Lo vi el 6 de diciembre de 2007 en el apretado Teatro Colón de Bogotá, donde el cuerpo diplomático acompañó al Ministerio de la "Cultura" al acto más demagógico y populista que pueda concebirse. Era un acto engañoso. Fui porque me dijeron que Santiago García, Luis Ospina y el recién fallecido Germán Espinosa, cuyo fantasma debió espantarse, dizque habían sido elegidos entre los diez personajes de la cultura nacional. Me emocioné, aunque sospechaba que debía ver cómo coronaban por enésima vez a una titiritera disfrazada de payaso. (Este país no ofrece nada gratuitamente: si nos entrega una rosa, le pone cien espinas). En efecto. Además de la susodicha titiritera, Santo Padre y Señor Mío, resultaron coronados la mitad de los asistentes a ese espantoso teatro. De pronto, se empezaban a levantar de los asientos toda clase de gamines con la cara tiznada y con morrales terciados al hombro, deplorables viejas con trapos sucios en el cuello, tinterillos, gansos, cocineras. Las presentadoras – feísimas por lo demás –  balbuceaban premios irrisorios. Escuchen, que no miento: que por preparar el mejor tamal con pasas dulces, bravo!, que por cocinar el mejor mondongo con callos, que por ser amigo de tal poeta, que por vivir en Cúcuta, que por ser de Ovejas, Sucre, que por caminar por La Candelaria, que por revolcar los libros de una biblioteca de pueblo, que por desempolvar rollos de películas.
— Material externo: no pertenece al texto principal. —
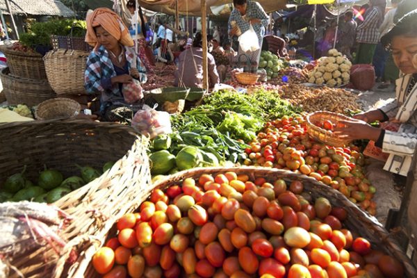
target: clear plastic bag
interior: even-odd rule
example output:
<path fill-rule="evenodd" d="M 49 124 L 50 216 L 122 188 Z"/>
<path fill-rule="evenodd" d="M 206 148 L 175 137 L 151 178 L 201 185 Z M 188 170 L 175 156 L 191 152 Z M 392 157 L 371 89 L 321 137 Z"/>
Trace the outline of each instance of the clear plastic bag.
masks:
<path fill-rule="evenodd" d="M 122 91 L 124 101 L 129 104 L 134 104 L 143 98 L 142 86 L 136 79 L 133 79 L 131 83 L 123 84 Z"/>
<path fill-rule="evenodd" d="M 239 41 L 240 49 L 242 49 L 243 52 L 254 51 L 259 49 L 258 35 L 252 24 L 249 27 L 249 30 L 243 33 L 238 40 Z"/>
<path fill-rule="evenodd" d="M 149 136 L 151 139 L 159 134 L 172 132 L 170 114 L 157 111 L 156 108 L 156 106 L 152 108 L 145 104 L 143 110 L 136 112 L 132 119 L 132 126 L 135 130 L 145 136 Z"/>

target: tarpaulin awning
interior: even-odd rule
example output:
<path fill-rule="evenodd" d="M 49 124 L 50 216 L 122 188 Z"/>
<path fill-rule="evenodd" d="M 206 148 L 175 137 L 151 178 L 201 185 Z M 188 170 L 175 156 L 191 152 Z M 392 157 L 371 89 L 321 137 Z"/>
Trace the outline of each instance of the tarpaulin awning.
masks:
<path fill-rule="evenodd" d="M 258 0 L 267 13 L 286 8 L 287 0 Z M 175 15 L 175 0 L 138 0 L 140 6 L 167 15 Z M 207 16 L 229 16 L 233 9 L 231 0 L 207 0 Z M 202 16 L 200 0 L 178 0 L 178 11 L 181 15 Z"/>

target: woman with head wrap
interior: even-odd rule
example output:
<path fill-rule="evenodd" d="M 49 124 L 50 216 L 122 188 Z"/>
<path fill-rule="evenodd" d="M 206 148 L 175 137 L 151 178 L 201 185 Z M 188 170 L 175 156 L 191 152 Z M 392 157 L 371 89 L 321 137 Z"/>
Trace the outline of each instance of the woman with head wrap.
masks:
<path fill-rule="evenodd" d="M 386 0 L 369 0 L 369 8 L 364 20 L 357 27 L 357 41 L 359 43 L 357 64 L 372 64 L 377 44 L 379 42 L 379 26 L 384 21 Z"/>
<path fill-rule="evenodd" d="M 84 76 L 88 92 L 101 94 L 100 112 L 104 120 L 125 121 L 140 108 L 124 97 L 124 85 L 133 79 L 146 81 L 145 69 L 134 53 L 133 41 L 120 17 L 108 8 L 87 15 L 85 42 L 94 47 Z M 126 102 L 127 101 L 127 102 Z"/>

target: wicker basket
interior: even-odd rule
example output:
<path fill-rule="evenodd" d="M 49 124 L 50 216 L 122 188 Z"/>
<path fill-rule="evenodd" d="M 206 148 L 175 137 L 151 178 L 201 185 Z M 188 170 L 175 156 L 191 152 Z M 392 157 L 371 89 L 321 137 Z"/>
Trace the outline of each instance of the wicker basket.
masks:
<path fill-rule="evenodd" d="M 81 106 L 76 101 L 56 97 L 39 104 L 35 111 L 35 117 L 38 120 L 72 117 L 79 115 L 81 110 Z"/>
<path fill-rule="evenodd" d="M 29 79 L 46 79 L 47 72 L 42 55 L 38 52 L 22 52 L 1 47 L 7 58 L 10 73 Z"/>
<path fill-rule="evenodd" d="M 48 81 L 58 95 L 85 95 L 84 72 L 88 52 L 58 49 L 44 57 Z"/>
<path fill-rule="evenodd" d="M 244 85 L 255 85 L 258 79 L 261 77 L 259 74 L 251 74 L 250 72 L 237 72 L 235 74 L 238 81 Z"/>
<path fill-rule="evenodd" d="M 324 186 L 316 179 L 305 175 L 277 169 L 254 167 L 195 168 L 180 172 L 169 176 L 163 180 L 158 181 L 156 183 L 153 184 L 152 188 L 147 188 L 146 192 L 142 193 L 140 199 L 141 202 L 145 201 L 154 188 L 165 188 L 172 185 L 181 184 L 181 181 L 186 178 L 197 179 L 202 174 L 224 174 L 229 171 L 234 172 L 237 174 L 248 174 L 252 180 L 256 177 L 263 177 L 266 179 L 267 181 L 273 182 L 277 179 L 284 179 L 287 184 L 293 180 L 301 181 L 303 183 L 304 191 L 309 192 L 313 199 L 325 197 L 330 201 L 333 206 L 342 206 L 345 208 L 348 217 L 343 222 L 344 226 L 351 231 L 355 231 L 360 236 L 367 238 L 372 243 L 373 249 L 389 254 L 402 261 L 405 266 L 406 275 L 404 277 L 417 277 L 417 270 L 410 259 L 402 250 L 398 243 L 390 237 L 390 234 L 376 218 L 361 211 L 340 192 L 329 186 Z M 115 234 L 111 236 L 114 236 Z M 89 267 L 89 270 L 85 277 L 93 275 L 94 270 L 91 265 Z"/>
<path fill-rule="evenodd" d="M 343 140 L 335 136 L 333 132 L 322 129 L 315 124 L 329 120 L 337 124 L 339 120 L 349 120 L 348 117 L 327 111 L 317 111 L 307 115 L 307 132 L 313 138 L 333 147 L 345 147 L 349 145 L 350 140 Z"/>
<path fill-rule="evenodd" d="M 60 233 L 68 241 L 61 256 L 42 245 L 8 258 L 26 277 L 54 277 L 57 261 L 72 248 L 79 254 L 77 269 L 86 267 L 83 262 L 90 261 L 100 239 L 139 205 L 150 183 L 147 140 L 129 126 L 80 120 L 7 124 L 0 125 L 0 184 L 25 165 L 25 175 L 33 179 L 44 165 L 70 177 L 80 174 L 75 163 L 101 170 L 106 162 L 117 161 L 99 178 L 54 203 L 73 218 Z M 67 266 L 64 263 L 57 272 Z M 10 272 L 10 277 L 19 277 Z"/>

¡No me jodan! Más cultura encuentro leyendo un buen libro mientras cago: así al menos me parezco al pensador de Rodin. Y en esta pose de pensador, ofrezco estas líneas reflexivas. 

La ferocidad igualatoria, falsa concepción engendrada en los delirios del poder, ha minado el desenvolvimiento democrático del mundo y se ha opuesto en forma brutal a la serenidad e independencia de la cultura intelectual. Tratar de igualar lo noble con lo vulgar, lo erudito con lo folklórico ciertamente envalentona la mediocridad y la vuelve violenta por la nivelación irresponsable de los números y las cifras, que nada dicen al hombre. Las leyes del número son un error en su origen y en su esencia. Suponen que hay muchos seres idénticos, cuando en realidad nada hay idéntico.

Observan los psicólogos que la facultad de apreciar los matices constituye el rasgo más relevante que diferencia una inteligencia desarrollada de otra que no lo es. Para el criterio simplista de los salvajes no existe sino lo bueno y lo malo, lo blanco y lo negro, sin que sus sentidos rudimentarios puedan apreciar las infinitas transiciones, las innúmeras graduaciones de luz y de calidad que caben dentro de los dos términos extremos que se imponen a su mentalidad primitiva. «Donde el criterio cultivado – dice Rodó – percibe veinte matices de sentimientos o de ideas, para elegir de entre ellos aquel en que esté el punto de la equidad y de la verdad, el criterio vulgar no percibirá más que dos matices extremos para arrojar, de un lado, todo el peso de la fe ciega, y del otro, todo el peso del odio iracundo». El criterio de los demagogos colombianos está a esta altura, y el de las multitudes por ellos sugestionadas y extraviadas está a un nivel inferior; así como nada hay más lastimoso que la abdicación de la inteligencia o del carácter a las imposiciones del tumulto, tampoco hay fenómeno más explicable y lógico que el de esa íntima correlación que se establece entre los sentimientos y las ideas de las masas y los de los declamadores de la plaza pública, auténticos exponentes de una mentalidad de impulsiones fanáticas.

Si la masa sin educación sucumbe ante cualquier toque de tambor y cae ante cualquier poder, aun a costa de su libertad individual, también ciertos intelectuales sacrifican su librepensamiento por la soberbia a la que son susceptibles. Sócrates sospechaba que hay un tirano agazapado en todos nosotros y que el mejor remedio para extirparlo de nuestro ser consiste en la autocrítica, fruto del autoconocimiento.

Nada encuentro mejor para estas circunstancias, pues, que coger un buen libro y dirigirme al sanitario o excusado – como lo llaman en México. Y que me excusen: pero me cago en los premios culturales.

Elkin Mozo (Tarso, 1978) hizo estudios de postgrado. Su libro más reciente es Un paseo con el diablo (México, 2007).